"Desakan percepatan liberalisasi penerbangan bagus kalau implementasinya tetap berdasarkan perjanjian kerjasama bilateral, asas resiprokal dan fairness," kata Dirjen Perhubungan Udara Dephub Budhi M suyitno kepada Investor Daily, selasa (19/2).

seperti diberitakan Investor Daily, senin (18/2), Direktur International Air Transport Association (IATA) Giovani Besignani telah mendesak pemerintah negara-negara Asia untuk mempercepat implementasi open sky Asean. Sebab, hal itu diyakini akan mendorong kompetisi diantara maskapai penerbangan.

Sementara itu, Corporate Communication and Public Relations Lion Air Hasyim Arsal Alhasbi berharap, pemerintah Indonesia tidak perlu mempercepat liberalisasi penerbangan. Sebaliknya dia meminta pemerintah tetap berpegang pada kesepakatan awal, yakni liberalisasi penerbangan dibuka penuh pada 2015.

Kalau melihat kesiapan industri penerbangan dalam negeri, saya kira lebih baik ikuti saja kesepakatan pembukaan liberalisasi penerbangan pada tahun 2015, tidak usah dipercepat,"kata Hasyim.

Namun demikian, Hasyim mengatakan, pihaknya menyerahkan sepenuhnya keputusan percepatan open sky kepada pemerintah, dalam hal ini Dephub.

Saya yakin Dephub yang memiliki tim litbang yang mumpuni akan mampu mengukur kemampuan industri dalam negeri dalam mengadapi liberalisasi penerbangan, sehingga tidak akan ada keputusan yang justru merugikan maskapai penerbangan nasional," papar dia.

Implementing Protocol

Direktur Angkutan Udara Ditjen Perhubungan Udara Dephub Tri S Sunoko sebelumnya menjelaskan, batas waktu implementasi liberalisasi penerbangan, khususnya antar negara anggota Asean sampai tahun pada 2015. Sebelum batas waktu tersebut, setiap negara anggota Asean bisa menunda pemberlakuan liberalisasi."Jadi, liberalisasi itu bisa mulai diterapkan pada 2009 namun minus negara yang belum siap,"jelas dia.
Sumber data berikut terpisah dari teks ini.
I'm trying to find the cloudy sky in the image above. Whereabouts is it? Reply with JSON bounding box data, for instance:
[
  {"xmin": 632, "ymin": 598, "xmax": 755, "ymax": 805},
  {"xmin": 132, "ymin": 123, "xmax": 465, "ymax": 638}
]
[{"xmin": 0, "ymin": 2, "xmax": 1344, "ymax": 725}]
Menurut Tri, semua negara anggota Asean telah menandatangani kesepakatan liberalisasi penerbangan. Namun, hal itu hanya semacam payung hukum dan hanya akan efektif bila negara anggota bersangkutan telah menandatangani implementing protocol sebagai tanda keikutsertaan secara resmi pada implementasi open sky.

Tri mengungkapkan, kemungkinan Indonesia belum akan menandatangani implementing protocol karena mempertimbangkan kesiapan infrastruktur dan operator penerbangan dalam negeri. Persiapan itu, kata Tri, sangat penting agar pada saat pemberlakuan open sky nanti maskapai Indonesia tetap bisa bersaing dan tidak hanya jadi penonton.

"Cuma kita harus ingat, kalau tidak bersiap dari sekarang, pada tahun 2015 nanti, open sky tidak bisa lagi ditolak,"jelas dia.

Sementara itu, pakar hukum penerbangan Kamis Martono mengatakan, implementasi open sky di dalam negeri harus diatur melalui petunjuk pelaksanaan dalam bentuk peraturan presidem (Perpres). "Kalau aturan itu belum ada, implementasi open sky tetap belum bisa dilaksanakan sekalipun implementing protocol sudah ditandatangani,"Tambah dia.